Gözleri güzel olup, hem iri ve siyahtı.
Göğsü geniş, heybetli, iri yapılıydı hem.
Resulün hizmetinde bulunuyordu her dem.
Hem Hazret-i Ali’nin, sık idi sakalları.
Küffâr onu görünce, artardı korkuları.
Harplerde nice günler, aç durur, hiç yemezdi.
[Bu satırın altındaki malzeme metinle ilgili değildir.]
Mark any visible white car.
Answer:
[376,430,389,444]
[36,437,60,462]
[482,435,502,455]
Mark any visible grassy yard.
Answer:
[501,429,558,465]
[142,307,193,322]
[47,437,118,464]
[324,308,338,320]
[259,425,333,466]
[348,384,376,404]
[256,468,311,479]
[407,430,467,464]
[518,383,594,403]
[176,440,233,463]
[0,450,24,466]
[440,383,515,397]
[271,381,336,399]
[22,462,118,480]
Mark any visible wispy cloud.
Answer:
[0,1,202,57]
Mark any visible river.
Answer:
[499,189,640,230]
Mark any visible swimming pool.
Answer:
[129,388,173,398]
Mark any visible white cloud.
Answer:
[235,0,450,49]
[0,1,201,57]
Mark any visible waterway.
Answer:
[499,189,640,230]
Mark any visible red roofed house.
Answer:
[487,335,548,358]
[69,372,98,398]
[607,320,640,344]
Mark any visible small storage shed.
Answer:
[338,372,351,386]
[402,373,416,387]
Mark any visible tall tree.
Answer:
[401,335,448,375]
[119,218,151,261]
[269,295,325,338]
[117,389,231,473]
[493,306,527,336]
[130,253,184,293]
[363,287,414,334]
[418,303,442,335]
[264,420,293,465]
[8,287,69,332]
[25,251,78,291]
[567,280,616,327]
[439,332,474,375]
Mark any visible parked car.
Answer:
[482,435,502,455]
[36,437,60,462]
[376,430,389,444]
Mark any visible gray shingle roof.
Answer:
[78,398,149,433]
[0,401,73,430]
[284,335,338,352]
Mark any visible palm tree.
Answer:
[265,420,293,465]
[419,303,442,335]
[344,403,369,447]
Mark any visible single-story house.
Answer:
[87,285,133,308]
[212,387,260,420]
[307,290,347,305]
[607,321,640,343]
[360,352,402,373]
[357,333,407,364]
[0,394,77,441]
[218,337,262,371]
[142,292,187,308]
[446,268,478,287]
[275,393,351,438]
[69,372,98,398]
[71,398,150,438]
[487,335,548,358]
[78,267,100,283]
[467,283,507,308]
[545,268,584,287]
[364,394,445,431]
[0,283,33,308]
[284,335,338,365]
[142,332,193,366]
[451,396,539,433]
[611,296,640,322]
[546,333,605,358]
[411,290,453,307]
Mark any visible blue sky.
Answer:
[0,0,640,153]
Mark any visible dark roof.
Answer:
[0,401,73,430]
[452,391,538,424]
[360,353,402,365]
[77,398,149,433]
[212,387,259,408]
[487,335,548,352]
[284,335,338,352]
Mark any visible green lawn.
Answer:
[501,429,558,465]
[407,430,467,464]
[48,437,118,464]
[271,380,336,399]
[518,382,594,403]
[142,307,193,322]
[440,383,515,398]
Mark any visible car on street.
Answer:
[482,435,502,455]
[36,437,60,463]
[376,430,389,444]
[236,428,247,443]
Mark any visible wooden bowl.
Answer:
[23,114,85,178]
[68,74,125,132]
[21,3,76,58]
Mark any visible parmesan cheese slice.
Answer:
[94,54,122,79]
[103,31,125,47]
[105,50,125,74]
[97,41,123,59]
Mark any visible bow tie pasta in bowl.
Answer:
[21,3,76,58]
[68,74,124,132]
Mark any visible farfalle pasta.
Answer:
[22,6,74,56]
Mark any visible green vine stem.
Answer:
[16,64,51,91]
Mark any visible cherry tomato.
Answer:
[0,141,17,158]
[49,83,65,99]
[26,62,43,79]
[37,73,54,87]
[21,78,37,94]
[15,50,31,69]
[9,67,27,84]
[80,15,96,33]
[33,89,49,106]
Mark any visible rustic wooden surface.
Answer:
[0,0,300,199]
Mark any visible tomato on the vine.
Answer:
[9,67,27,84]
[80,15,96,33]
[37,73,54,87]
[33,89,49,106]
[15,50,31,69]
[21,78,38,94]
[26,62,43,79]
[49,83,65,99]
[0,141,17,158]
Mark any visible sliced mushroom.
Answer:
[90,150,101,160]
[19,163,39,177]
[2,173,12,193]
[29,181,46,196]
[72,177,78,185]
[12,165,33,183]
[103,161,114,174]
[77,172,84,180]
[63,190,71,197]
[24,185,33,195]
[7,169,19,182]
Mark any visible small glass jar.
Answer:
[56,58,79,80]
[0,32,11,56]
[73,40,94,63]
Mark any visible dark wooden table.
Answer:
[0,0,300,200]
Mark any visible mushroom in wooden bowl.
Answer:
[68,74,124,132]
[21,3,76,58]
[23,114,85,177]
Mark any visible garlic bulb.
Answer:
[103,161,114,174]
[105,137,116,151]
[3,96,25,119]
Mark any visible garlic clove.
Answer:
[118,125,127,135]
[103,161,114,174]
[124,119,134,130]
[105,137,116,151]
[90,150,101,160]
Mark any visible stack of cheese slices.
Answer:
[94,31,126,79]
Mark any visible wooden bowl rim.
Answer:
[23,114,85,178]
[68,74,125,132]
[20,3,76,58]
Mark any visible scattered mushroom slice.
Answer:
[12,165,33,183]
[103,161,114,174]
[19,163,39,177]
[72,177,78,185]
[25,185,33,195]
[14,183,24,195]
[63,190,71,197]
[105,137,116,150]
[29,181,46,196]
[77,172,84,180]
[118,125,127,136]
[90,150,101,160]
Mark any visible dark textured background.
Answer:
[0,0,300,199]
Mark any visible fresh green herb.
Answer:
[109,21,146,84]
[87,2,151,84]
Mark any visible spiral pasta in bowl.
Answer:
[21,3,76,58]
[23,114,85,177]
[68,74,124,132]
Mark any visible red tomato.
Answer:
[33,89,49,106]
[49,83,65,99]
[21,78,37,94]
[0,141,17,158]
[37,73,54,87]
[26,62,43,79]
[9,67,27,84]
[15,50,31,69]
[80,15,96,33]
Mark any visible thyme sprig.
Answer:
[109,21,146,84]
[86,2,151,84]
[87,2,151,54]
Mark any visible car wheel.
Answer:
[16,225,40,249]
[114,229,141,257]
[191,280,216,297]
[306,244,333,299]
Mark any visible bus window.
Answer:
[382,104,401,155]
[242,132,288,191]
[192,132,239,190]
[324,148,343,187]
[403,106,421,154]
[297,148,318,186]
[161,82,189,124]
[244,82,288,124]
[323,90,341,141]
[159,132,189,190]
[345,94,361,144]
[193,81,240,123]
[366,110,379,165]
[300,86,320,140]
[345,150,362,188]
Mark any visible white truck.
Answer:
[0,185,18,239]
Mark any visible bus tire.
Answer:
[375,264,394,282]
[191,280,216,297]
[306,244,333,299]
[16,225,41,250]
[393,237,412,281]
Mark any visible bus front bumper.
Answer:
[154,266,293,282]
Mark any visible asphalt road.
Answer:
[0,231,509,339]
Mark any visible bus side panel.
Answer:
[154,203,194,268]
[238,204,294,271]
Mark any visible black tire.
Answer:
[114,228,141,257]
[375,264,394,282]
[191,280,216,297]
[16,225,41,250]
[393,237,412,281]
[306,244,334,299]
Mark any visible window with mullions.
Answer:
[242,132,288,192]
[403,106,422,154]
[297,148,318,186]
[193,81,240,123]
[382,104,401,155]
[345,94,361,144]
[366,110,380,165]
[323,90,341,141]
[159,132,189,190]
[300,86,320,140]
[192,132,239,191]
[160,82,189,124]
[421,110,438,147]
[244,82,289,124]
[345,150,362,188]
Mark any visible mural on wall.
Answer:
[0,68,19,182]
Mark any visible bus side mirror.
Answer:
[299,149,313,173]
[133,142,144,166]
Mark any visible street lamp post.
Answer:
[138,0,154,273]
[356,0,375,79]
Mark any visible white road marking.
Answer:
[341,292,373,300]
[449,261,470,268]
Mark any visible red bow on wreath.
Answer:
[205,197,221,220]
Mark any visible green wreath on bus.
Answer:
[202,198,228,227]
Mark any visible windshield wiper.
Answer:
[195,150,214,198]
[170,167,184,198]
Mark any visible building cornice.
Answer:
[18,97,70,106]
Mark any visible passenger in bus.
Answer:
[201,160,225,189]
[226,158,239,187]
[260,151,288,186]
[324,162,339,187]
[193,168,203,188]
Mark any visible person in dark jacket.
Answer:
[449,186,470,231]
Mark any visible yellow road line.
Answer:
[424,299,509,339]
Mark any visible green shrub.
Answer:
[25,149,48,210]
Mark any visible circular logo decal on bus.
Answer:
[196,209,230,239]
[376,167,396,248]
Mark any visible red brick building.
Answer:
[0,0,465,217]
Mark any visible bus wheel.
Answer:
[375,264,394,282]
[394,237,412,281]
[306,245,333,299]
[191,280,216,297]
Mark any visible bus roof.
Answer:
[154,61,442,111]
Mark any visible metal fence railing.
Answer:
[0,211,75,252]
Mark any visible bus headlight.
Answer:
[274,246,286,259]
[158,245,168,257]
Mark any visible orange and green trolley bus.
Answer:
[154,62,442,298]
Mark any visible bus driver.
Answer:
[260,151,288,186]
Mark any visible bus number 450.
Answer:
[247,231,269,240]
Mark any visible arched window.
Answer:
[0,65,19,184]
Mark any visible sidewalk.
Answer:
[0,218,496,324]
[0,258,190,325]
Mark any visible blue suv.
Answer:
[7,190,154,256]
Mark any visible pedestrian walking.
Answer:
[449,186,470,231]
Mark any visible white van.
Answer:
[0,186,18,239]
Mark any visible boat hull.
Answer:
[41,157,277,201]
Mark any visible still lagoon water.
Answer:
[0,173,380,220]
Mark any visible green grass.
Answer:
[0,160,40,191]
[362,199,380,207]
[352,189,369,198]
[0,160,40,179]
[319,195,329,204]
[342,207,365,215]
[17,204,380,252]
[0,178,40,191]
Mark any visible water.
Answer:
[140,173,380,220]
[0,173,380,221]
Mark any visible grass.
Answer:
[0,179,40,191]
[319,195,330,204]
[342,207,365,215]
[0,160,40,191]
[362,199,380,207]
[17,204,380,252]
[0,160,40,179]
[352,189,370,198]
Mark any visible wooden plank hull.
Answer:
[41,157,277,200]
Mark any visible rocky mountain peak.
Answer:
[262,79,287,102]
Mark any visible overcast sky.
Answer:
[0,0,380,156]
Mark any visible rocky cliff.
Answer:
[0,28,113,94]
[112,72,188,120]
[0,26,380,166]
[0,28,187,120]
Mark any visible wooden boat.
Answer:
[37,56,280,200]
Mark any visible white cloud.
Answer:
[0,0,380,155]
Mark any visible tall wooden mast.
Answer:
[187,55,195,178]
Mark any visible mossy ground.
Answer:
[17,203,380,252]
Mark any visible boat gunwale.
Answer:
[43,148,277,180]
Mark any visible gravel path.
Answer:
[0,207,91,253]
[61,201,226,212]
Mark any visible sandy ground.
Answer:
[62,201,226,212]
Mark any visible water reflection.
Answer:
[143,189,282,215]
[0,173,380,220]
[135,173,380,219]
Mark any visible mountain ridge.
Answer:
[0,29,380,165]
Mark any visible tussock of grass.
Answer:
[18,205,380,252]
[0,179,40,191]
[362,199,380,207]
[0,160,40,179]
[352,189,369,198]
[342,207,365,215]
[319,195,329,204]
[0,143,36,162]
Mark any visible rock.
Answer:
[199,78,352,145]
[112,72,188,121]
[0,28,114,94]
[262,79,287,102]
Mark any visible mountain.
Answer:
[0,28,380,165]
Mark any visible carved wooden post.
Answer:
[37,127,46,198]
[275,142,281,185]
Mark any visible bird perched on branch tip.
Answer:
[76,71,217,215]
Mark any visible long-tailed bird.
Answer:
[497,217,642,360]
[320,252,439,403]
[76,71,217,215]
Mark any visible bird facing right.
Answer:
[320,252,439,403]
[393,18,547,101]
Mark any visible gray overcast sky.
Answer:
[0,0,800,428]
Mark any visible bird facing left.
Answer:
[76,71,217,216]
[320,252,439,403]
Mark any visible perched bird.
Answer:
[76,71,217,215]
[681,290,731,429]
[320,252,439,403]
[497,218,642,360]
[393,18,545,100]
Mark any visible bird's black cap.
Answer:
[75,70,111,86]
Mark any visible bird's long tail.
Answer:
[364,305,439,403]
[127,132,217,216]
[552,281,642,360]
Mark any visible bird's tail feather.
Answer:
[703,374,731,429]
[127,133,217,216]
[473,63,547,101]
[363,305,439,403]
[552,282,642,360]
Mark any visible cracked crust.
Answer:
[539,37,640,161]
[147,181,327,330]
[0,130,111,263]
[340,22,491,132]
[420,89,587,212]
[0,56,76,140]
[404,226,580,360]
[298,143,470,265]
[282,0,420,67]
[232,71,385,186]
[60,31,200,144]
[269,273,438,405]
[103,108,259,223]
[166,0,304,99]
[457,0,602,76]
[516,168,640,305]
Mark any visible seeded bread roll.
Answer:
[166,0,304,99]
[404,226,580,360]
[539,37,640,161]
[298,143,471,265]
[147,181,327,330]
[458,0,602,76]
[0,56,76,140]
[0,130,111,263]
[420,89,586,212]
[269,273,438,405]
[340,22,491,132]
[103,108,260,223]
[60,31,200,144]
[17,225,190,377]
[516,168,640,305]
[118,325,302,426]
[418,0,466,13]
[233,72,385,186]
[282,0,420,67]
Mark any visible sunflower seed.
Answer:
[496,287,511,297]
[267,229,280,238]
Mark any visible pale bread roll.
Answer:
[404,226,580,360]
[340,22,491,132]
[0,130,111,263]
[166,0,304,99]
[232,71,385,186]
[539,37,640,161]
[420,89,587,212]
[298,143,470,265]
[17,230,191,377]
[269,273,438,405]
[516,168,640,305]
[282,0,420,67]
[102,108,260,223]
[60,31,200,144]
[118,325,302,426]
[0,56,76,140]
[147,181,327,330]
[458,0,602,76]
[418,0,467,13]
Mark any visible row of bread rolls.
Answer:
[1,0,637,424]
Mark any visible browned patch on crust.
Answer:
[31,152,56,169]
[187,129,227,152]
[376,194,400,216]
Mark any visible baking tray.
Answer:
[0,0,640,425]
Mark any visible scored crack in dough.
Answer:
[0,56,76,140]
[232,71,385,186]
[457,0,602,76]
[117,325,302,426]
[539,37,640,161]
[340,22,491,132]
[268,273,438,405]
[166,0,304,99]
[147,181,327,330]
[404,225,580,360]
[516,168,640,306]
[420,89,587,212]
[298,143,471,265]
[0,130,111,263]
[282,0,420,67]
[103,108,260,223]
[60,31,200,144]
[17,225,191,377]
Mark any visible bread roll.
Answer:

Ve hatta aç olduğu, hatırına gelmezdi.
O, bütün gazalarda bulundu muntazaman.
Bir kal'ayı almakta, zorluk olduğu zaman,
Yahut galip gelmeye, yüz tutarsa kâfirler,
Sancağı, ona teslim ediyordu o Server.
Buyururdu: (Ya Ali, yürü Allah adıyla!
İşbu fetih senindir Allah’ın yardımıyla.)
O da hemen giderek, duasıyla Resulün,
Zafer kazanıyordu, olsa da düşman üstün.
Ve yine Beni Necran adında hıristiyan,
İnatçı bir kabile var idi ki o zaman,
Ne kadar çok nasihat ettiyse de o Server,
Yine de inat edip, imana gelmediler.
Onlar, hiçbir şekilde gelmeyince imana,
Bir âyet nazil oldu Peygamber-i zişâna.
Rabbimiz, bu âyette buyurdu ki mealen:
(İman etmeyenlere, söyle ki şöyle hemen:
Gelin, oğullarınız ve oğullarımızı,
Yine kadınlarınız ve kadınlarımızı,
Bir araya toplayıp, diyelim ki: Allah’ın,
Laneti, üzerine olsun yalancıların.)
Bu âyet-i kerime mucibince, o Server,
O inatçı kavime, bir haber gönderdiler.
Necran oğulları da, bu davet üzerine,
Bir heyet gönderdiler, Allah’ın Resulüne.
Resulullah, onlara okuyup bu âyeti,
Derhal mübaheleye, çağırdı o heyeti.
Yani buyurdular ki: (Ey kavim, öyle ise,
Gelin, şöyle bir dua edelim Rabbimize:
Kim yanlış yolda ise içimizden eğer ki,
Onun üstüne olsun Rabbimizin laneti.)
Onlar kabul etmekte, tereddüt eylediler,
(Bunu biz, aramızda konuşalım) dediler.
Ve izin isteyerek, Resul-i kibriyadan,
Bunu konuşmak için, ayrıldılar oradan.
Gelip reislerine, anlatıp bunu derhal,
Dediler ki: (Efendim, böyledir işte ahval.
Bu teklif karşısında, biz bir şey diyemedik.